The Black Line Initiative
Blog post, April 4 2015
The Black Line Initiative has arisen as a result of the film ‘Aluna’ and interest raised in the Kogi people of northern Colombia. Last summer, inspired by watching this film, I spent time walking along sections of my own local rivers the Brue and the Axe, and getting to know them. Then the (much delayed) general release of the film towards the end of last year coincided with two significant things.
One was a series of dramatic events – including a massive and lethal thunderstorm – in the Sierra Nevada de Santa Marta, where the Kogi live; this has convinced them that they need to be proactive in working with ‘little brother’, the people of the modern world, in making efforts to turn back the tide of ecological destruction that is now threatening life on this planet. The other was that the film’s producer, Alan Ereira, found himself inundated with messages from people all over the world saying ‘great film, but what can we actually do?’
The result is the Black Line Initiative, which is just beginning to take shape. In Kogi terminology the ‘Black Line’ is the spiritual connection between everything, and in this particular context the link between people all over the world who are committed, within the context of their own local environment, to being part of making the necessary global change. The Kogi are preparing to give direct support to people working in their own localities around the world. Alan Ereira, after meeting with the Kogi mama Alejandro during a visit to Colombia last November, wrote this on his blog:
“We talked about encouraging people in all countries to form associations to befriend their own river and their own countryside, woodland or landscape. The Mamas will help them. They will communicate directly with all who ask, responding to each group’s pictures of what they are protecting. They will consult and advise. A new movement is being born from Gonwindua, this mountain. Go-na-win-dua means the place where all life is anticipated and quickened, the place which nurtures the birth of all things. They say the foot of the mountain is the origin of the thread that connects all nature and all of us.

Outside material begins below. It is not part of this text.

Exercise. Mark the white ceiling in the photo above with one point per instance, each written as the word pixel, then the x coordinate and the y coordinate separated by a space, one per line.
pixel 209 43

“Now, Mama Alejandro says, the Mamas will consider how, in practical terms, they will do this – and make clear that what comes back when people ask for help is truly from them. Meantime the associations, Friend of the River, Friend of the Wood, of the Forest, of the Field, of the Desert, should grow and go to work. And the Mamas will speak to them.”
This initiative, inspired by the thinking and actions of the Kogi themselves as indigenous people, is different from what we would think of as a ‘political movement.’ The Kogis’ exhortation to ‘make friends with your local river, forest, mountain, desert …’ directly addresses the key problem of modern peoples’ disconnection from the natural world – physical, emotional and psychological. The Kogi are particularly concerned that we should look after our rivers.
All this has arrived just as my own project with the River Brue is picking up momentum. I have compiled a history of the river over the winter, and I am planning a five-day walk from the source of the River Brue to the mouth of the River Axe over midsummer in June, looking towards publishing a book later in the year. Meanwhile, the Black Line Initiative is being officially launched in London on April 20th. The co-ordinator in England is my friend Felipe Viveros, who lives near Baltonsborough, and I am helping to organise a local presentation; this will be taking place at Glastonbury’s Red Brick Building on Thursday June 4th.